If 2018 was the first year that assessed the flexibility of global markets to a shift from quantitative easing to quantitative tightening; the results did not instill faith. Investors began the year unprepared for the renewed volatility that came as the Federal Reserve rolled back more of its insurance liquidity.
The evidence of a strong US jobs market and historically low policy rates could not prevent US stocks having their worst December since 1931 proved that a decade of repressing volatility had left the market with a feeble immune system. The paramount issue facing markets now is where the fresh clearing level for risk remains.
Has recent turbulence reset market principles to more sustainable levels, or does it portend greater anxiety to come? The answer rests in the crossover of two powerful themes that befuddled investors in 2018. On the one hand, there was a wholesale derating of equity and credit risk assets, and a parallel tumble in Treasury yields as investors sought liquidity and capital conservation. On the other, and in stark contrast, is the solid US economic expansion, with double-digit earnings growth and the lowest unemployment rate in half a century.

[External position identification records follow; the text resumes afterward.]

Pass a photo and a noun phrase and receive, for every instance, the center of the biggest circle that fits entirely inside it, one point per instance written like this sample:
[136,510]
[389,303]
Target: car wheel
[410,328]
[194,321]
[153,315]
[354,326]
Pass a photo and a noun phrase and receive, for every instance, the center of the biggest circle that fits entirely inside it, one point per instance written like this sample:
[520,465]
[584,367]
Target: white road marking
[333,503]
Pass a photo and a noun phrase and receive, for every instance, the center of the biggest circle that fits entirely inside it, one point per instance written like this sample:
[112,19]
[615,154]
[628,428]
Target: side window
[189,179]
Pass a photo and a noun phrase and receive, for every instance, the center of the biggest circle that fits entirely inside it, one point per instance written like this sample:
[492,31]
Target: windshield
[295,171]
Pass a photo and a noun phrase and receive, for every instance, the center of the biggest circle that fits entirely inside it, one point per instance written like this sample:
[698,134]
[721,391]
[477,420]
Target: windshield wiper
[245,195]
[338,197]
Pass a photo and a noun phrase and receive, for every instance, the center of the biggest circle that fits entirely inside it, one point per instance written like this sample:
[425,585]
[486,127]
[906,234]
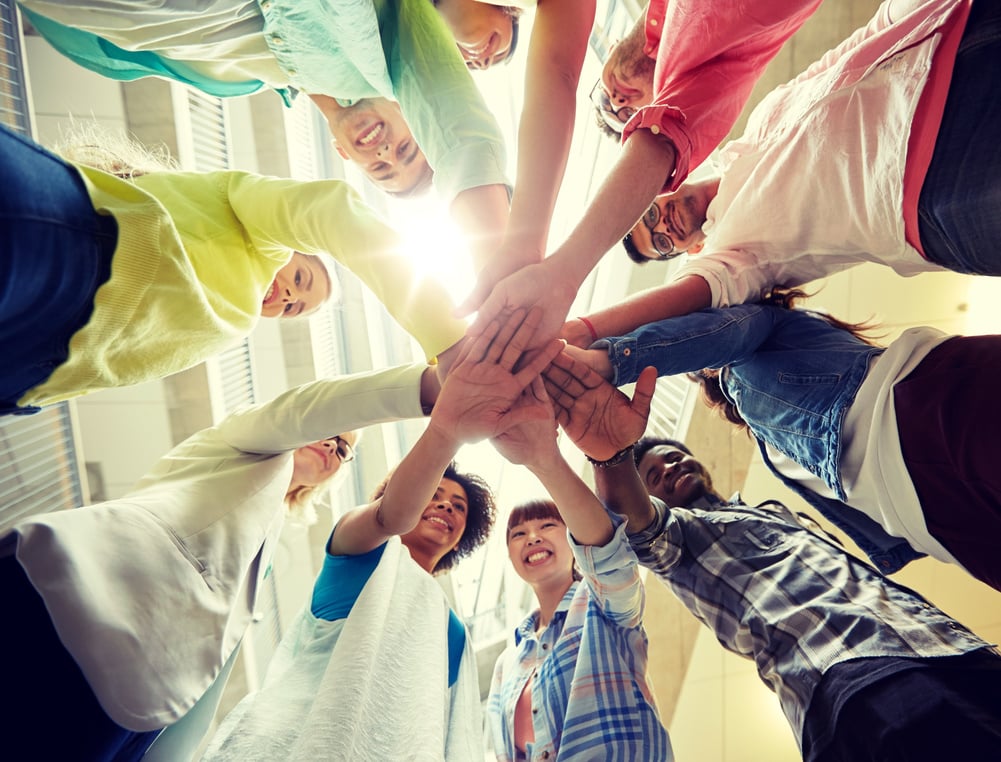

As was the case a decade ago, liquidity conditions in markets have become dislocated from the state of the real economy. And this tug of war between enhanced market fragility and underlying economic resilience means that seeking to find a new level for risk assets is chasing a moving target. For a US economy running near full capacity, with import constraints and skills shortages placing curbs on the pace of future expansion, a further demand-driven stimulus is superfluous. Rising labour costs and further import tariffs may still produce a late-cycle inflationary tailwind.
Combine that with a $1tn fiscal deficit projected for 2019, and political pressure for more infrastructure spending, and it is problematic to see why US “equilibrium” rates should be any lower below current Fed funds levels. While the fundamental picture remains strong, however, it is the
market turbulence that has in recent weeks dominated the debate about the Fed’s tightening cycle. The outbreak of volatility over the past year demonstrates that the swift advance of algorithmic and passive strategies, which helped spawn the relentless buying that inflated stock valuations in recent years, has shifted orientation.
As spikes in volatility spread, and with the three-month US dollar Libor at the highest since the global financial crisis, the repricing of risk has shifted the principles of portfolio volatility and liquidity management. The end of predictable markets in 2018 — and the out-performance of cash – marked a stark reversal of the “QE forever” that prompted earlier correlated gains across asset classes. One risk now is that tighter market conditions become self-fulfilling.
The intrinsic vulnerability exposed by the shift to quantitative tightening raises the spectre that financial volatility contributes to vulnerability in economies, via negative wealth effects, higher debt refinancing costs and diminishing confidence.
The experience of recent weeks indicates that disorderly market volatility can come far quicker and carry much greater harm than one looking just at economic fundamentals can anticipate. If markets’ capacity to re-price risk malfunctions at a cyclical peak in earnings growth, how extensive will the pain be when substantial economic weakness unfolds?
As Fed chairman Jay Powell acknowledged last Friday, avoiding market tensions would simply add unnecessary risk and complexity to the economic outlook. Markets dependence on the Fed for liquidity means safeguarding against a catastrophe requires nimble policy governance and the capability for surgical interventions when systemic stresses develop.
Whilst slowing the Fed’s balance sheet withdrawal could help investors rebuild their portfolios’ resilience for a world of more normal interestrates, volatility and growth, without inflicting outsized damage on the economy.
Finding the equilibrium for a stainable macro-economic system will be the policy test of the next decade. The Fed’s duty of boosting the
economy out of the last crisis is now accomplished. The policy test to avert the next, albeit very distinct, crisis has just commenced.